Gerçekten o kadar hızlı "icra ediyor" musunuz o şarkıları, yoksa teknik yardım var mı? Hızlandırma filan.
- Yok. Kesinlikle teknik bir olay yok, tamamen doğal. Çok çalıştım. Sesli kitap okumakla başladım, rap yapar gibi. Giderek daha anlaşılır oluyor. Son albüm en anlaşılır olan oldu.
DENİZ - Gençlere ne önerirsin, nasıl çalışalım?
- Önce çok okumak lazım. Çünkü bu düşünceye dayalı bir müzik. Okul bana fazla bir şey sevdirmedi ama, gençlerin okuması lazım. Ansiklopedi, sözlük, kitap. Sağlam adımlar atmak lazım. Bir de insanlara sataşmaktan çok eleştirmeleri, kıskançlıktan, çekememezlikten uzak kalıcı işler yapmaları gerekiyor. MP3’lerini internete koyup birbirlerine küfür ederek olmaz. Emek hırsızlığıyla da olmaz.
Normal hayatta kullandığınız kelimeler değildir herhalde. Sözleri yazarken, sözlük yardımı alıyor olmalısınız.
- En çok baktığım kaynak sözlük. Özel kelimeleri kullanmayı seviyorum. Bu işin öztürkçeyle yapılması çok zor yani.
DENİZ - Söylüyorsun bir şarkıda, bana yazdıklarımın anlamını sormayın, yazdıklarım benim zaten anlamım, diyorsun da metafiziksel ihtilal ne demek?
- Her şeyin tersine dönmesi bir anda, birbirine karışması. Allak bullak olup, hiçbir şeyin yolunda gitmemesi.

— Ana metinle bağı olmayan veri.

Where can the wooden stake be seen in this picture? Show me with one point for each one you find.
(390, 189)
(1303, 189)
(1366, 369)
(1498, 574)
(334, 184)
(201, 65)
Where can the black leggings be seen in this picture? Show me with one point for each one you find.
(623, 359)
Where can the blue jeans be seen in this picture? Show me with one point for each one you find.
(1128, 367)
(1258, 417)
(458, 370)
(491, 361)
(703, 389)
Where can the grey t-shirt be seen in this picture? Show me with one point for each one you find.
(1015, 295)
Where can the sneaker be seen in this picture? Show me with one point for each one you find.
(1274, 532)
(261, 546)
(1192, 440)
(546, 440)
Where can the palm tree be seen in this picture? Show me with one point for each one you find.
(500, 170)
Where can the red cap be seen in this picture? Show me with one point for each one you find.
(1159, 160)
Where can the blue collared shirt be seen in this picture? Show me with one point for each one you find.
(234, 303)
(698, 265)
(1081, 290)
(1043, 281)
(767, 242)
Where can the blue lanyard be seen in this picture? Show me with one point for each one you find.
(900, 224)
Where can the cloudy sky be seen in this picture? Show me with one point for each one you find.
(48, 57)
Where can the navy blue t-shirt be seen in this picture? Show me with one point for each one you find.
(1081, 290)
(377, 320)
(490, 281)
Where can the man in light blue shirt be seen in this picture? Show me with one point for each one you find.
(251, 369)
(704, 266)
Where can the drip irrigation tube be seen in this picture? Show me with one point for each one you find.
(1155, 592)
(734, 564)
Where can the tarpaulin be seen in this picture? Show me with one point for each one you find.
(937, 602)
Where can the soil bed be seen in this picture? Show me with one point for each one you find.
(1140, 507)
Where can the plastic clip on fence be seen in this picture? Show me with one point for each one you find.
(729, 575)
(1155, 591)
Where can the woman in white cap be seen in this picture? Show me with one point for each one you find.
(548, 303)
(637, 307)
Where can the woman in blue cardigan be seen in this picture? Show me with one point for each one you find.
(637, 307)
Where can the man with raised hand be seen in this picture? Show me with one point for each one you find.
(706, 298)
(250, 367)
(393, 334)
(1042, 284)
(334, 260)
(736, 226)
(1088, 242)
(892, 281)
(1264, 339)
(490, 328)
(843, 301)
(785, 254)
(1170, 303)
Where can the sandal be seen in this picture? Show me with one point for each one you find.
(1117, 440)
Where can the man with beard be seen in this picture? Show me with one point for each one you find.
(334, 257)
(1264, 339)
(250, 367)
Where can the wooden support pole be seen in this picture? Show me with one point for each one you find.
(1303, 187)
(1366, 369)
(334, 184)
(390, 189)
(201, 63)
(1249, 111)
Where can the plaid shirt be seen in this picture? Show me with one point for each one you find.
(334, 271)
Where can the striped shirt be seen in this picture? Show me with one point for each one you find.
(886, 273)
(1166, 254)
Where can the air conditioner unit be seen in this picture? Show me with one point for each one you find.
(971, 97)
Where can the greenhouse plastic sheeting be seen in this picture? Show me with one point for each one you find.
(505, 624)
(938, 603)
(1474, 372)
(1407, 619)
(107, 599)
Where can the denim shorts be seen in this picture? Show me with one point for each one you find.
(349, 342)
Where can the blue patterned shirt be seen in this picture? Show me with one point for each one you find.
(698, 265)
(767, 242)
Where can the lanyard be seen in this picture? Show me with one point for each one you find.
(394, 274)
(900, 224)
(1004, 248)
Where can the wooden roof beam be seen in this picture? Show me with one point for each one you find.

Metafizik dendiğinde bütün dünyayı ilgilendiren bir şey, bunun içinde de mecaziyet var.
HERKES RAP TAKILIYOR
DENİZ - Ben çıktığın ilk günlerde, Eminem filan dinliyordum. Sen çıktın, seni dinledim. Sonra herkes rap yapmaya başladı. Şimdiyse pop şarkıcıları rap tarzı klipler yapıyor. Herkes rap takılıyor.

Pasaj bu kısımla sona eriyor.